If instead, a staffing company wants to include an ACA surcharge on all of their invoices, there are also several different ways to do that, as Wurst explains.
"One way is percentage of gross billing. So they may say to a customer, 'We are now adding 2% on to your bill.' TempWorks customers can tell us 'make it 2% for everyone,' or they can make it customer specific. It becomes kind of like a sales tax. You see a sales tax added at the bottom of an invoice, and you will see an ACA surcharge handled the same way."
Wurst says there is another methodology, and that is to do a dollar amount per employee on the invoice.
"Every employee has a surcharge of x amount. This is very similar to the restaurants we read about who told their customers, 'Based on increases in the minimum wage, we are adding x amount to your bill to cover our added costs.' If you think about it, every staffing company in the country is sitting there thinking we have to charge for this somehow."
A Sales Issue
Of course, there is another side to this, the view that belongs to your customers. And they are paying attention to these increased bill rates and surcharges and these are becoming their own competitive differentiators.
"Staffing Company A is charging me 2% for the ACA, and Staffing Company B is charging 4%." So it’s becoming a sales issue, which is why Wurst says TempWorks has invested so much in their effort to become staffing software ACA subject matter experts.
"We can automate calculations of measurement periods, stability periods and the administrative period as well as individual insurance company’s enrollment deadlines. The end result? A solution that will track each employee once they are on the 'ACA radar' and warn our customers when it is time to re-evaluate an employee’s full time status."
Wurst says their next biggest accomplishment was incorporating the break-in-service rules into TempWorks' reporting.

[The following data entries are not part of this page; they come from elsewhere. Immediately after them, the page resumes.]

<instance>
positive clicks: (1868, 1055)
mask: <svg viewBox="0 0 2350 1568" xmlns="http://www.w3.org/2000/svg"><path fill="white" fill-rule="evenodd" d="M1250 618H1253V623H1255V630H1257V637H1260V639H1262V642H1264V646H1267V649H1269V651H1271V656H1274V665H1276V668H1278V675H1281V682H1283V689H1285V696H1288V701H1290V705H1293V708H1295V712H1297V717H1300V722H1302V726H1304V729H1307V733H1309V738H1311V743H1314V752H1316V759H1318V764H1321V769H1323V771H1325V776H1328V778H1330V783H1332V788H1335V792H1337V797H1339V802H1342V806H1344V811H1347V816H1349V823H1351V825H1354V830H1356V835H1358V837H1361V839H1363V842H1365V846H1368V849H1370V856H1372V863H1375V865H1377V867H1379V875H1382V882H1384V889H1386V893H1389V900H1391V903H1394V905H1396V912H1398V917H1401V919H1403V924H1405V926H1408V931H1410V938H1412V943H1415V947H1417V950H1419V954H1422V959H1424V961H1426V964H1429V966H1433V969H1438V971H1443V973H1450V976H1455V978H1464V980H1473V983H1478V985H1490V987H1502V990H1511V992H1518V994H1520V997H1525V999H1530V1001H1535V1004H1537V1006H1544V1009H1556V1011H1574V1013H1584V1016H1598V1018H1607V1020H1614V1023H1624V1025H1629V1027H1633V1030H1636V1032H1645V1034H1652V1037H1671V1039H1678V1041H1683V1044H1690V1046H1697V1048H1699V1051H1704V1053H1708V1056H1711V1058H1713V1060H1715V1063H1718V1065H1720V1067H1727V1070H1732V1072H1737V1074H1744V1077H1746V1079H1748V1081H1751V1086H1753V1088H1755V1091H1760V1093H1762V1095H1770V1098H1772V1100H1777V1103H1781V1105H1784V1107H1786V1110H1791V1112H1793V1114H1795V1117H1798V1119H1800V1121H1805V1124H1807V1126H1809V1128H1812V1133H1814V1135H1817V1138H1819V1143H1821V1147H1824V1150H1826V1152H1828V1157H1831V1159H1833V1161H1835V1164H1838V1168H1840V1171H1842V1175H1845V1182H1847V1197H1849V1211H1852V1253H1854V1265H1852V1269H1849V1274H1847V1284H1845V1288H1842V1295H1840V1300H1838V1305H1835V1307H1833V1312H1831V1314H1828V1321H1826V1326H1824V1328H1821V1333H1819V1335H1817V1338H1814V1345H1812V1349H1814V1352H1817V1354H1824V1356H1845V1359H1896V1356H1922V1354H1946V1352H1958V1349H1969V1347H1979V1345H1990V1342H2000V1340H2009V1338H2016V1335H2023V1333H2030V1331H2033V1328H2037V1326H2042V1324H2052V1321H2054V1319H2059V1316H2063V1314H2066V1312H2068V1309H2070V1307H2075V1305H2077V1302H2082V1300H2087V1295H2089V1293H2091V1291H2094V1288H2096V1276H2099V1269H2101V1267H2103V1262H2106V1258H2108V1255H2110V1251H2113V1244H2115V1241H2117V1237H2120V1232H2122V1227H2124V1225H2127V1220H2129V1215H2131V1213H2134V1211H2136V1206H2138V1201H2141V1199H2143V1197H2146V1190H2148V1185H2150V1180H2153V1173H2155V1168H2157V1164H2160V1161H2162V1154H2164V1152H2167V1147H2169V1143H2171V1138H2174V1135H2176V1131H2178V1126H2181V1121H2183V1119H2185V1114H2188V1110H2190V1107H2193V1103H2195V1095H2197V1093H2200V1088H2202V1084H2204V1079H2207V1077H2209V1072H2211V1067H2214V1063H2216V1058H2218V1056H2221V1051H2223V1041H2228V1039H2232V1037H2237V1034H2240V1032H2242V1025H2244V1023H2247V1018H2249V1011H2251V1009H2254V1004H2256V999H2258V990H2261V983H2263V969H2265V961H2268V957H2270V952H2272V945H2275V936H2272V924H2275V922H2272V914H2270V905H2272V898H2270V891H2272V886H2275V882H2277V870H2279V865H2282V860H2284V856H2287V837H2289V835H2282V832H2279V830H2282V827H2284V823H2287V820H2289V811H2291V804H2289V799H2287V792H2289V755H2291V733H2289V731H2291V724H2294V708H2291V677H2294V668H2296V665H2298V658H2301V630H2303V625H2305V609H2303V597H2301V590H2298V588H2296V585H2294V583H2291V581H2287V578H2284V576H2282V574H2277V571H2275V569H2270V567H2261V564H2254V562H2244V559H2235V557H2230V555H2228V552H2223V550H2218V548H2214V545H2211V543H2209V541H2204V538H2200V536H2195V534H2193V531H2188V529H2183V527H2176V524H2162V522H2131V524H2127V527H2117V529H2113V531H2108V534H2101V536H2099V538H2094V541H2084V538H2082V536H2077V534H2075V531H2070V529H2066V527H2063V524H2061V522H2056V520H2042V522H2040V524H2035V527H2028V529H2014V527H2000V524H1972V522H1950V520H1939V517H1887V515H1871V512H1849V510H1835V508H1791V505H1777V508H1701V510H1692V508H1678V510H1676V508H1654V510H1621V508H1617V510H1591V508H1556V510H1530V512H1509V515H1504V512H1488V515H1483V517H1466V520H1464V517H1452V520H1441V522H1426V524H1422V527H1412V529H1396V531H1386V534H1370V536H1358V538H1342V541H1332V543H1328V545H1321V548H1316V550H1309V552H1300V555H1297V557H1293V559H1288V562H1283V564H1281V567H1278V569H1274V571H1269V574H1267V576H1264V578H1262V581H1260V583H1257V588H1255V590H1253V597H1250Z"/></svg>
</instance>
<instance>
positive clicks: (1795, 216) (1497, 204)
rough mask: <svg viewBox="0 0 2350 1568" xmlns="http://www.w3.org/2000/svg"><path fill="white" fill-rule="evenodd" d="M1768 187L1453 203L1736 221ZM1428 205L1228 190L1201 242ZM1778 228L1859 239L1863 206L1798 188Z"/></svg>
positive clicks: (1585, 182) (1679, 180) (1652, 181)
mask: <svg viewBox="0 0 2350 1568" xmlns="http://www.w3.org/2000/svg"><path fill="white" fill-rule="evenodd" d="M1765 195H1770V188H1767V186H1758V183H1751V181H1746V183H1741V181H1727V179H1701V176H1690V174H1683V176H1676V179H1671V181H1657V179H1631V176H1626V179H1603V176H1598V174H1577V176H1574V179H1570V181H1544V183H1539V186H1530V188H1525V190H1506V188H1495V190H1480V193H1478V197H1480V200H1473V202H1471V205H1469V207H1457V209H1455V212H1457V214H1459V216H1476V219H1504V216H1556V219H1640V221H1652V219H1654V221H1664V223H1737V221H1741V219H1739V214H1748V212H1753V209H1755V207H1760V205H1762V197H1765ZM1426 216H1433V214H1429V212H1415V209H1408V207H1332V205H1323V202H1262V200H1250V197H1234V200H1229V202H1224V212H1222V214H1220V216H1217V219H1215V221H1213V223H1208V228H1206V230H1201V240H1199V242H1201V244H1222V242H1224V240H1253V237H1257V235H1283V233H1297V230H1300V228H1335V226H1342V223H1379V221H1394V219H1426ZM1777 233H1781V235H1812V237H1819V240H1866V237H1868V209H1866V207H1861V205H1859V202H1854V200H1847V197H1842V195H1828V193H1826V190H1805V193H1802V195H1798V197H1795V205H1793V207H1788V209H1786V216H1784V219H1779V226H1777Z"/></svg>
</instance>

"The 13-week break-in-service rule and the assignment-length break-in-service rule for staffing companies in particular, is one of the few concessions made that will save money on insurance premiums and the cost of administering larger volumes of insurance enrollment and subsequent COBRA," she said. "We now also have visual metrics of ACA statistics (such as percentage of eligible employees who have been offered insurance), employee and employer insurance premiums by month, and counts of employees (including what phase of the ACA process they were in). Add in a simple feature for charging back to the staffing companies’ clients a percentage of billing (while allowing for exceptions at the customer-, order-, and employee-level) along with trending metrics of which employees are approaching full time status based on their historical hours - and we think we have a great staffing-centric software solution."
The increased costs of ACA-related administration are considerable. Those include changes in point-of-hire administration, monthly reporting, annual reporting to both employee and the IRS, and so on.
There are also direct costs associated with either providing the required insurance coverage or paying the penalties associated with not offering the coverage.
The American Staffing Association says the exact direct cost increases will vary by staffing company, depending on several factors:
– How many long term employees will they have in their workforce as a ratio of their total workforce?
– What percent of those employees eligible for insurance will take the insurance once offered?
– The eligible employees rate of pay so as to calculate the employer’s contribution to ensure affordability.
– The costs of insurance they are being offered.
The ASA study by Towers Watson found nearly 20% of the staffing companies polled last year said they still weren't sure just how much to increase bill rates.
"Nobody really knows the true cost of the Affordable Care Act, or even if the legislation will survive in its present form with a new Republican majority in Washington," said Wurst in closing. "We do know with certainty however, that as staffing companies get more information, get better at ACA administration, and get more cutthroat on the sales side, the ability to offer more options to the customer will be very beneficial."